Update: Omoju Miller speaks at Etsy’s speaker series, Code as Craft on Feb. 16, 2017 with title: What Makes a Coder? Her talk was written up in the Observer as: Berkeley PhD’s 4-Step Plan to a STEM Pipeline That Works for Everyone.
Dr. Omoju Miller filed her dissertation in December 2015: “HipHopathy, A Socio-Curricular Study of Introductory Computer Science”.
Omoju was hooded at the SESAME commencement on May 19, 2016. Shepublished an incredible reflective essay of her journey: 15+ Years Of Learning Computational Intelligence.
Excerpts:
I googled “computer science education”, I googled “cognitive science” and SESAME program at Berkeley came up. I saw Alice Agogino’s name, read her bio and decided that was the woman I wanted to learn with. I sent her an email, 15 minutes later she replied, I set up an appointment and two weeks later I was sitting in her office.
Berkeley is the place where the “secret” dreams that I dreamt started coming true. For the first time in my professional life, I was part of a team that was led by a woman — Alice Agogino. For the first time, I also got to work with another black person professionally — Ryan Shelby. I got to intern in a company founded by a black man — Gene Wade, UNow. There were many great first. I got to go to the White House, I got to host my own TEDx conference. I became a thought leader in my field. I was encouraged to inject my voice in my research — I am forever grateful to Bernard Gifford who scolded and molded my research trajectory.
Through my work in inclusion, I was invited to join roundtables that the White House was holding around diversifying its applicant pool for the presidential innovation fellows.
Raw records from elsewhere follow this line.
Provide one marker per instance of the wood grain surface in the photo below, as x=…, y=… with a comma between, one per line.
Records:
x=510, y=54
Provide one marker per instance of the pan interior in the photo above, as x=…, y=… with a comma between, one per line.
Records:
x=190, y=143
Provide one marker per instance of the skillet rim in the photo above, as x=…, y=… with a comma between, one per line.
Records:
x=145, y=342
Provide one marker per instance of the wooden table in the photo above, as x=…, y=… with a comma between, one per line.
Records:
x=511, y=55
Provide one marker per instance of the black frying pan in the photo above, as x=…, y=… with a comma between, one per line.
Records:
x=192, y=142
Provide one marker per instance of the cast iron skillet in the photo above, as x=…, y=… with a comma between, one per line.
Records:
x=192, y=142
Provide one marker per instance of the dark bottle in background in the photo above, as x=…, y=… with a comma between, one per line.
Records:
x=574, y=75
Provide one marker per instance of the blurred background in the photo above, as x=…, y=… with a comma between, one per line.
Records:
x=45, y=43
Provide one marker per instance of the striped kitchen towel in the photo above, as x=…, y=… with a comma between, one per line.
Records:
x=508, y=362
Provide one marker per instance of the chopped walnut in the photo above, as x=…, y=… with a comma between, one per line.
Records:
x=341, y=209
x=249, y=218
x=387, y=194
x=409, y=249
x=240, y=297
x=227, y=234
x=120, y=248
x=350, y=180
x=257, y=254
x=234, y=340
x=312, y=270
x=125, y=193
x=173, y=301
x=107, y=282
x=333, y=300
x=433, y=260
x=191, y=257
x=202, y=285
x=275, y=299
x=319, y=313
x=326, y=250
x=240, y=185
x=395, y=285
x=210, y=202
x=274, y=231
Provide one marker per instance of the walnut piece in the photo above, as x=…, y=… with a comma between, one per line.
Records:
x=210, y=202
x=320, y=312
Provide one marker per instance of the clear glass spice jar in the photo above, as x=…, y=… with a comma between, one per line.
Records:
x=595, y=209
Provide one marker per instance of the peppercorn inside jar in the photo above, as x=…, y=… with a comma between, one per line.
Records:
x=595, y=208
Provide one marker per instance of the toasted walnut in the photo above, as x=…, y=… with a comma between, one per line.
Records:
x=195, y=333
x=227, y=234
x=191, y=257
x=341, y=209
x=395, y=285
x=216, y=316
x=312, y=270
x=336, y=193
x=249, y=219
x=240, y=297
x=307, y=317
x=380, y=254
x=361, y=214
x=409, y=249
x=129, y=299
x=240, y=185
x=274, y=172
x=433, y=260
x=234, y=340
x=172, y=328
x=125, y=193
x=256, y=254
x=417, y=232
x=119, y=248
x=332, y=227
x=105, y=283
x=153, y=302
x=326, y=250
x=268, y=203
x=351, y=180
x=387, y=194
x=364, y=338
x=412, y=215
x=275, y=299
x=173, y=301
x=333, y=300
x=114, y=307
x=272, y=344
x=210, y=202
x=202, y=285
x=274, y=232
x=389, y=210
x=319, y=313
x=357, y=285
I would later serve as a volunteer advisor to that program. This put me on the national stage. Because of that I got invited to attend a White House hackathon on data and education. My team won, and we went back to the White House to present our winning idea, #ThisISGrit. Eventually all this work got me on the radar of Google, and I went to serve there as CSEd subject matter for Google.org.
I came to Berkeley at a time in my life when I was looking for hope. Berkeley gave that to me. My time at Berkeley exposed me to people who were crafting fields, serving in presidential administrations, folks that dared to believe in inventing the future. In time I came to see my reflection in them. It was at Berkeley where I put the pieces of my life back together and discovered that I too could dare to dream, that I too could invent our future.
Featured image caption (top of page): Omoju at the White House after presenting #ThisIsGrit. 2013.